An open letter:
Dearest Good-for-Nothing Slob,
I had a most wondrous weekend filled with friends, joy and awesome food! On Saturday I even went to the bike store on a quest for a new inner tube for my wife's bicycle and a thing called a '4th hand cable puller' so that I could securely fasten the myriad zip ties for my Garmin 305. Having restored my wife's faith that I'm not a total Loser and can replace a inner tube and reattaching my Garmin's cadence monitor I was very excited to take my beloved bike into the gym today for my morning workout having missed yesterday's. My wife decided to drive in but I simply had to ride the bike.
I get to the gym and note my wife already hard at work on the elliptical. I decide to lift some weights and as I'm admiring the nifty new dumbbell rack I notice a sign from Diablo and Bubbles asking politely that when we're done with the dumbbells, medicine balls, exercise mats and what not it sure would be swell if you picked up after yourself, you know, like a well raised adult with manners.

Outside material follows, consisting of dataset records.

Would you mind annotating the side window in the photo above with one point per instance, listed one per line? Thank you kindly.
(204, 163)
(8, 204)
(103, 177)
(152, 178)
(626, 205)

Thou wimpled weather-bitten codpiece!
Oh, pardon, I was merely recalling the joy I felt when I gazed across our fair gym lit by the early morning Sunday sun, noting the various dumbbells left idly about the floor for others to trip upon, the two medicine balls casually left by the barbells and the two exercise mats laying on the floor. For a brief moment I wondered if I had mistakenly wandered into your filthy home you pribbling whoreson haggard, so indifferently had you left the gym.
And yes, yes, I know allllll about the big install this weekend, short of a death in the family or a coronary event brought upon from your labors in our gym I don't expect that I'll have much sympathy for your slovenly ways you contemptible huge hill of flesh.
So I picked up after you, maggot. I particularly enjoyed cleaning up the seven or so wipes you offhandedly left laying about various parts of our gym. Why it almost gave me hope that you actually wiped down the machines you nonchalantly used... almost. I found the used tissue over by the stability balls in the age of swine flu a particularly nice indicator of your total indolence.
So rest assured that I cleaned up your garbage you feckless misbegotten crook-pated clack-dish! Unlike you, you unexceptional bore I respect the others using our gym and I wish to keep it neat and PARTICULARLY clean now that I know hedonistic, unconcerned halfwits such as yourself exist in it.
I so hope we meet! Maybe that can be arranged if Bubbles and Diablo play back the security tape over the weekend! Even better would be if we NEVER meet, and you lose your gym access since you seem so indifferent about it anyway.
Thanks for opening my eyes you bleating sanguine coward. Yeah I'll keep picking up after your slovenly butt, you jerk because nice things are growing increasingly rare in this ugly world. I'll mind this tiny portion of it and try to keep it clean and enjoyable just to spite you, you wretched piece of half-chewed lard.